The magistracy of Aix-la-Chapelle is elected from the people, and the Burghers' court consists of an ignorant rabble. I know no exceptions but Baron Lamberte and De Witte; and this people assume titles of dignity, for which they are amenable to the court at Vienna. Knowing I should find little protection at Vienna, they imagined they might drive me from their town. I was a spy on their evil deeds, of whom they would have rid themselves. I knew that the two sheriffs, Kloss and Furth, and the recorder, Geyer, had robbed the town-chamber of forty thousand dollars, and divided the spoil.
To these I was a dangerous man. For such reasons they sought a quarrel with me, pretending I had committed a trespass by breaking down a hedge, and cited me to appear at the town-house.
The postmaster, Heinsberg, of Aix-la-Chapelle, although he had two thousand three hundred rix-dollars of mine in his possession, instituted false suits against me, obtained verdicts against me, seized on a cargo of wine at Cologne, and I incurred losses to the amount of eighteen thousand florins, which devoured the fortune of my wife, and by which she, with myself and my children, were reduced to poverty.

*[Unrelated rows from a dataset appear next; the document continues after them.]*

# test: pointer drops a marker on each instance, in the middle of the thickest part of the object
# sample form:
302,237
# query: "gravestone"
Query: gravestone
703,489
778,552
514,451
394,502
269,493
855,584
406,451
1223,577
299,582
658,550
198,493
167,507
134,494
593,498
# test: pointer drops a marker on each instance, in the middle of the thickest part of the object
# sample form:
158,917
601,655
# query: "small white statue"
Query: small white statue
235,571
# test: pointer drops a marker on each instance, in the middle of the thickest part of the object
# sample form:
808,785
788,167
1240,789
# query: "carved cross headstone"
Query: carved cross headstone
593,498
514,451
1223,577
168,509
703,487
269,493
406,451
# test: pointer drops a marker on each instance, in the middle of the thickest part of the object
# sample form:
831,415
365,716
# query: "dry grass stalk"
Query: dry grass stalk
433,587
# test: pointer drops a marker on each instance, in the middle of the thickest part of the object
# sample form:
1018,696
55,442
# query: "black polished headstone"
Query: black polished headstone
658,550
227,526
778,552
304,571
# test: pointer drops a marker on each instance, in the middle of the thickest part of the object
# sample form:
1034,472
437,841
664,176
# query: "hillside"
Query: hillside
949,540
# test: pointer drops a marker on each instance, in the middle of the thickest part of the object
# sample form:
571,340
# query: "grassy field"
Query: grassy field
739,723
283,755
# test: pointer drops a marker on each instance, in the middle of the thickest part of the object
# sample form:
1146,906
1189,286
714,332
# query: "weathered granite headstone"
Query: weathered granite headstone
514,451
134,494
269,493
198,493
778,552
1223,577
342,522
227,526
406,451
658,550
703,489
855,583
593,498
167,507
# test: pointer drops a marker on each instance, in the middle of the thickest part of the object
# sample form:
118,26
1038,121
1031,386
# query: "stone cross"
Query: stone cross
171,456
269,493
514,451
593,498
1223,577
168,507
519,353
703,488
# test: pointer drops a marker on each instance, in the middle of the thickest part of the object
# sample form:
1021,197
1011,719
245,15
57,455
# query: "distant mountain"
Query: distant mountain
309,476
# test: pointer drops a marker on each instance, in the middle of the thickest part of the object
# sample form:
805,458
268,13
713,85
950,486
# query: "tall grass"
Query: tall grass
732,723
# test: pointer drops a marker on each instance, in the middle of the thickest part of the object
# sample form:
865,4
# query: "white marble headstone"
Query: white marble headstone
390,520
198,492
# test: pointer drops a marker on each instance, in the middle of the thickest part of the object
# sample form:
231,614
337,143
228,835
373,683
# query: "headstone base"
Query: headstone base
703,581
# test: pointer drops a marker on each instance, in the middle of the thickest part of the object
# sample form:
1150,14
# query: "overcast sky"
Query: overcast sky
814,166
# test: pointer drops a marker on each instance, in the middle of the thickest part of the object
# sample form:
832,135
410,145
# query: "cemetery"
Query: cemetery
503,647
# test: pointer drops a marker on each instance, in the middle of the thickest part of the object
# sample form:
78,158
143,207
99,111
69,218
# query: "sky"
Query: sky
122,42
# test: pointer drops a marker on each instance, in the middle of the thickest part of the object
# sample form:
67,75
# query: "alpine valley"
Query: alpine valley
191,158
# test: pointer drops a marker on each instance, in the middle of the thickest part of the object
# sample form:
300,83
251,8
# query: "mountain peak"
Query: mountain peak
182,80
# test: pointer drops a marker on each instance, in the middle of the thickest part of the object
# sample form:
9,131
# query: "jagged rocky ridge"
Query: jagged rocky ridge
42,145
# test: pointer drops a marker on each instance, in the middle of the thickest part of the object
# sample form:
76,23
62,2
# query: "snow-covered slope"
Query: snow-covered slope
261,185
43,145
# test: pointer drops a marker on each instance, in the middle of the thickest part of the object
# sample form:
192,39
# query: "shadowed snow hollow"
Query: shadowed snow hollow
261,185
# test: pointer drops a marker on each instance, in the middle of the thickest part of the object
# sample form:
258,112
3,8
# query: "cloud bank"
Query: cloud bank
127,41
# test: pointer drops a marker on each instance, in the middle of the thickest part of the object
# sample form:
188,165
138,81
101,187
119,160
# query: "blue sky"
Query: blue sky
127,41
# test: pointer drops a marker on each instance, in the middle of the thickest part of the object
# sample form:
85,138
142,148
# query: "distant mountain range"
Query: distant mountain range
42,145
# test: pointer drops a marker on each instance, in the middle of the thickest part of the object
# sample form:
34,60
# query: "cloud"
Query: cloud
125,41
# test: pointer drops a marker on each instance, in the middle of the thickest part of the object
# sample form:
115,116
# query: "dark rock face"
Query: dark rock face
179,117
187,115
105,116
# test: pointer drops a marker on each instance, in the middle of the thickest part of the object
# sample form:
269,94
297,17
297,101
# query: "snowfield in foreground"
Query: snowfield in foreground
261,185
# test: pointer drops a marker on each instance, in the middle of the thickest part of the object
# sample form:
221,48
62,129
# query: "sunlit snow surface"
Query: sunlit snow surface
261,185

The Gravenitz himself, in 1778, acknowledged how much he had injured me, affirmed he had been deceived, and promised he would try to obtain restitution. I forgave him, and he attempted to keep his promise; but his power declined; the bribes he had received became too public. He was dispossessed of his post, but, alas! too late for me. Two other of my judges are at this time obliged to sweep the streets of Vienna, where they are condemned to the House of Correction. Had this been their employment instead of being seated on the seat of judgment twenty years ago, I might have been more fortunate. It is a remarkable circumstance that I should so continually have been despoiled by unjust judges. Who would have had the temerity to affirm that their evil deeds should bring them to attend on the city scavenger? I indeed knew them but too well, and fearlessly spoke what I knew. It was my misfortune that I was acquainted with their malpractices sooner than gracious Sovereign.
Let the scene close on my litigations at Aix-la-Chapelle and Vienna.
May God preserve every honest man from the like! They have swallowed up my property, and that of my wife. Enough!